Analysis of chemotherapy sensitivity
We predicted the sensitivity of each CRC sample to chemotherapy using the Genomics of Drug Sensitivity in Cancer (GDSC) database [
50] (
https://www.cancerrxgene.org/) and the R package “pRRophetic” [
51]. We screened drugs using Spearman’s analysis to evaluate correlations between the IC
50 values and risk scores of various medicines.
Tumor mutational burden (TMB) analysis
We analyzed TCGA mutation annotation data using the "Maftool" R package [
52]. The difference in TMB between the two risk groups was assessed. In addition, waterfall plots were generated to visualize mutations in the 30 genes that were most frequently different between the low- and high-risk groups. After performing SubMap analysis, the results were visualized with the “complexHeatmap” R package [
53].
Cell communication analysis
The CellPhoneDB database [
54] (version 4.0) was used to examine ligand‒receptor interactions by analyzing the single-cell expression patterns of relevant molecules. Additionally, separate analyses of differences in cell communication between the high-risk and low-risk groups were conducted.
Random survival forest (RSF) analysis
The RSF algorithm was applied to assess the significance of associated genes via the R software “randomForestSRC” [
55]. This algorithm involved 1000 iterations with Monte Carlo simulation (
n rep = 1000). Genes that had a relative relevance greater than 0.3 were selected for inclusion in the final signature.
Clinical specimens and immunohistochemistry (IHC)
The harvested specimens were stored in a solution specifically designed for preserving tissues (Miltenyi Biotec, catalog number 130–100-008) from February 2020 to February 2023 from CRC patients in the First People's Hospital of Foshan. All the specimens were cut into pieces that were approximately 1 mm × 1 mm in size and incubated in preheated digestion solution with an enzyme mixture (Sigma‒Aldrich) at 37 °C for 30 min. The tissue samples were fixed, paraffin-embedded, dewaxed, rehydrated, and subjected to antigen retrieval. The samples were stained with primary antibodies at 4 °C overnight and then incubated with a suitable secondary antibody for 30 min at 37 °C. Next, the samples were visualized using DAB solution. Finally, images were captured using an optical microscope. Quantitative analysis was performed on five representative images at a magnification of 40 × using ImageJ software.
Cell culture and transfection
The NCM460, LoVo, HCT-116, and SW620 cell lines were acquired from the Shanghai Cell Bank of the Chinese Academy of Sciences (Shanghai, China).
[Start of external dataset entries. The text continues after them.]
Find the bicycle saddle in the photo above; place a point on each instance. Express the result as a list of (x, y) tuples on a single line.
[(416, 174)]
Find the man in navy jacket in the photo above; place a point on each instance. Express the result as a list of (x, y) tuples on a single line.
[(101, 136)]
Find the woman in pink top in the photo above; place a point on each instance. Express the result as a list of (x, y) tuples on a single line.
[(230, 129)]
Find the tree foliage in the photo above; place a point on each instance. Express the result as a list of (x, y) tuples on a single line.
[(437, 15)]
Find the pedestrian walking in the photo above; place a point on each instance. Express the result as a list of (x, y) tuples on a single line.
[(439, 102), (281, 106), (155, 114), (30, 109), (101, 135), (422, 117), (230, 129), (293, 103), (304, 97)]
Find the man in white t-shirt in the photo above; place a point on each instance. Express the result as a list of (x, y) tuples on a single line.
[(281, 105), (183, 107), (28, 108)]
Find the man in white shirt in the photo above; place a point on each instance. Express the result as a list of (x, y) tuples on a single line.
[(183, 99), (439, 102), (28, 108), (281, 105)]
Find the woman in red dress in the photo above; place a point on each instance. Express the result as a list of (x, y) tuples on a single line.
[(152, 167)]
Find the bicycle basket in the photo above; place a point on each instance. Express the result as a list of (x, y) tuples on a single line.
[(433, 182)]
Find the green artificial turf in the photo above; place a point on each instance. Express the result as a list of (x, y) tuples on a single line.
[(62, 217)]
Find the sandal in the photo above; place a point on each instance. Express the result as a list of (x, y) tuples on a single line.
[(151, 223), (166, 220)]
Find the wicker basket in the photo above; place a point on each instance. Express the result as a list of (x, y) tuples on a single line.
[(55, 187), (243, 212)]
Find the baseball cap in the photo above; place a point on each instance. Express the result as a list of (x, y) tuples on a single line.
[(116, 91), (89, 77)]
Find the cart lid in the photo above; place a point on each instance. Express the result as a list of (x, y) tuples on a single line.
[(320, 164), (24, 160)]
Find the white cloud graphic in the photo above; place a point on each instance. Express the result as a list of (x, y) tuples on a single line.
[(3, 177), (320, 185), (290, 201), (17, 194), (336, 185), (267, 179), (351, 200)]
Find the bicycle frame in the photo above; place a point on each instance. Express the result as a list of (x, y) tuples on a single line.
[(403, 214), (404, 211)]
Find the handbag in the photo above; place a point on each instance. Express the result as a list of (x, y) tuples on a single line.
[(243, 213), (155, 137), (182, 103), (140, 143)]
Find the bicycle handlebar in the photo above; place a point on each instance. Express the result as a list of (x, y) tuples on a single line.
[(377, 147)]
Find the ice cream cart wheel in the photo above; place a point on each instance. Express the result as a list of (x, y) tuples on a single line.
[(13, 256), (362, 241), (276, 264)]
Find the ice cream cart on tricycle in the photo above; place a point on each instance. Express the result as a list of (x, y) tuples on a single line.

The cells were cultivated in DMEM medium with 10% FBS (Life Technologies, USA) and penicillin (100 U/mL) and streptomycin (100 U/mL) in a humidified environment at 37 °C with 5% CO
2. A scrambled shRNA and TRIP6 shRNA were purchased from GeneChem (Shanghai, China). The transfections were performed using Lipofectamine 3000 (Invitrogen, Carlsbad, CA) according to the manufacturer’s instructions [
56].
Western blotting analysis
Western blotting assays were conducted using a previously published protocol [
57]. Total proteins were extracted from CRC samples with RIPA buffer (Thermo Fisher Scientific, USA). The protein concentrations were measured with a BCA assay kit (Thermo Fisher Scientific, USA). An equivalent amount of protein from each sample was separated using SDS‒PAGE. Then, the proteins were transferred to polyvinylidene membranes (Millipore; Burlington, MA, USA). The membranes were blocked with Tris-buffered saline-0.1% Tween-20 (TTBS) supplemented with 5% skim milk for 2 h at 25 °C. The membranes were then incubated at 4 °C overnight with the following primary antibodies at the indicated dilutions: anti-CYP2W1 (1:500, PA5-101315, Invitrogen), anti-GDE1 (1:1000, PA5-43012, Invitrogen), anti-PTPN6 (1:1000, ab124942, Abcam), anti-PTTG1IP (1:500, ab128040, Abcam), anti-SEC61G (1:500, PA5-21384, Invitrogen), and anti-TRIP6 (1:500, ab137478, Abcam) antibodies. Next, the membranes were incubated with a secondary antibody, anti-rabbit IgG-horseradish peroxidase conjugate (1:4000; Cell Signaling Technology) for 1 h at 25 °C. The expression levels of the target proteins were detected using an ECL kit (Bio-Rad, USA) and analyzed via ImageJ software ((NIH V1.8.0.112, USA).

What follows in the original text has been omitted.